Our inline features follow the same principle. They're designed to operate independently, even within your app's critical path, so your system can function reliably without direct dependence on Braintrust services.

Non-blocking logging by default

Our SDK logger is initialized to asyncFlush: true by default, meaning log data is sent in the background without blocking your running code. When you log an AI request or result, our SDK quickly queues that log and immediately returns control to your application. The logs are then transmitted to our backend asynchronously, often in batches to minimize overhead.

Even if Braintrust experiences downtime, your application continues running normally. Your API calls, user requests, or batch jobs proceed as usual, while the logging system handles network issues separately. If Braintrust is unavailable, your app will continue running, and the worst case scenario is that some logged data will not make it. If you set BRAINTRUST_FAILED_PUBLISH_PAYLOADS_DIR, then you can further ensure those payloads are saved locally, and you can then upload them later.

Built for serverless environments

Serverless functions and edge runtimes have unique constraints since they may terminate immediately after returning a response. We account for this by making sure logging remains non-intrusive even in ephemeral environments. By default, the async logging works on platforms like Vercel and Cloudflare Workers, which provide a mechanism (such as waitUntil) to finish background tasks after sending a response. In these environments, you can keep asyncFlush: true and we'll automatically use the platform's background task APIs, so your serverless function doesn't have to wait for logs to send.

For other serverless platforms that don't support background completion, you can disable async flushing (asyncFlush: false) and flush logs at the end of each function call.

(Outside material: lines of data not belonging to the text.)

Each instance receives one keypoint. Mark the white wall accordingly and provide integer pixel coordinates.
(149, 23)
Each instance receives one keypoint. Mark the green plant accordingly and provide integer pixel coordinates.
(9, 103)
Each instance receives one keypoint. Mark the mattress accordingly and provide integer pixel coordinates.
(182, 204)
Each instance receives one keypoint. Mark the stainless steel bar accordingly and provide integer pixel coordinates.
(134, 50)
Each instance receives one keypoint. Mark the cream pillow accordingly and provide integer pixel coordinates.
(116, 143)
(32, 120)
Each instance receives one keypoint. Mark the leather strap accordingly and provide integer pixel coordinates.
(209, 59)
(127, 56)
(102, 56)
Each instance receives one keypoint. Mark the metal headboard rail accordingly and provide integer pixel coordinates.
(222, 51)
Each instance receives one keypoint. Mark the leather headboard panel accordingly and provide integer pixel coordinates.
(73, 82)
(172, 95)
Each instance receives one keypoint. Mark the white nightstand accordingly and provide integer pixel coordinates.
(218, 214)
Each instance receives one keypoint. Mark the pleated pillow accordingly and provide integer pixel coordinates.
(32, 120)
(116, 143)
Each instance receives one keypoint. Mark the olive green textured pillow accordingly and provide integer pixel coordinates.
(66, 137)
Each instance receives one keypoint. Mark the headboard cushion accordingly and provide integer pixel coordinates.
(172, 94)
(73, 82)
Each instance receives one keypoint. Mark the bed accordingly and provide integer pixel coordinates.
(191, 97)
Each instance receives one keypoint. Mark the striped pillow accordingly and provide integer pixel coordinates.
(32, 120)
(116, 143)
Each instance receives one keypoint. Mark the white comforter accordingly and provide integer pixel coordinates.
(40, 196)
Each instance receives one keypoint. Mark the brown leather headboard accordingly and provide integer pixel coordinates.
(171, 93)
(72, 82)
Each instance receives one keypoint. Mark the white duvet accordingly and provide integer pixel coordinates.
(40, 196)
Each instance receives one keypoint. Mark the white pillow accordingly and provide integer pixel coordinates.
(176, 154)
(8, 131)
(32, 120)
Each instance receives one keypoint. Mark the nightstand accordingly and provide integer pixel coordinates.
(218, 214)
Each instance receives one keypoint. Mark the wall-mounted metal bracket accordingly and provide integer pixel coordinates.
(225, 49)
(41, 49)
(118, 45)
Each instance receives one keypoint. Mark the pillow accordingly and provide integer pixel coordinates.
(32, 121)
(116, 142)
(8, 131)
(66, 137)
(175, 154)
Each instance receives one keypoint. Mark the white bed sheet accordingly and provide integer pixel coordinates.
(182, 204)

This prevents log loss while keeping overhead minimal.

The SDK also provides tunable parameters (like queue sizes and drop policies) to prevent log operations from holding up your function. In practice, many teams have found our defaults safe for serverless use. We've engineered Braintrust so that logging "just works" without interfering with execution in both long-running servers and cloud functions.

Reliable proxy service

The Braintrust AI Proxy provides a standardized interface for executing LLM workloads across multiple providers. It's lightweight, stateless, and runs globally on Cloudflare Workers, so it will only go down if Cloudflare itself experiences an outage.

When accessing via https://api.braintrust.dev/v1/proxy, requests are routed through AWS CloudFront. For applications requiring maximum resilience, we recommend implementing a tiered fallback strategy:

Primary endpoint: https://api.braintrust.dev/v1/proxy (via CloudFront)
Secondary endpoint: https://braintrustproxy.com/v1/ (direct Cloudflare access)
Tertiary fallback: Direct provider API calls (for example, OpenAI)

This helps make sure your LLM operations continue even in the unlikely event of infrastructure disruptions at both CloudFront and Cloudflare.

Resilient prompt management

Braintrust Prompts enable versioning and iteration of your LLM workloads while maintaining production reliability. Our client-side implementation ensures prompts remain available even during service disruptions.

The loadPrompt function implements a sophisticated strategy:

Initial prompts are fetched from Braintrust's servers
A two-level caching system stores prompts in both memory and on disk
Subsequent calls retrieve prompts from cache, eliminating network dependencies
Disk caching persists across application restarts, providing continuity

For mission-critical applications requiring absolute reliability, we offer a complete offline solution through our prompt pulling mechanism. By running npx braintrust pull, you can download prompt definitions as standalone code files that can be directly imported into your application. These files contain complete Prompt object definitions that function independently of the Braintrust service, ensuring your application remains operational under any circumstances.

Confidence through design

We believe that observability should enhance, never compromise, your application's stability. By operating asynchronously and separating logging from critical execution paths, we can make sure that your system's core functionality remains uninterrupted even if logs fail or connections drop. We strongly recommend that you stress test your application — an easy way to do this is to set BRAINTRUST_API_URL to a bogus endpoint (or a local proxy) and confirm your app continues to function normally. This simple test provides confidence that your observability layer operates as designed, enhancing your system without introducing new points of failure.

Effective observability isn't just about collecting data, it's about building reliability and resilience into your applications.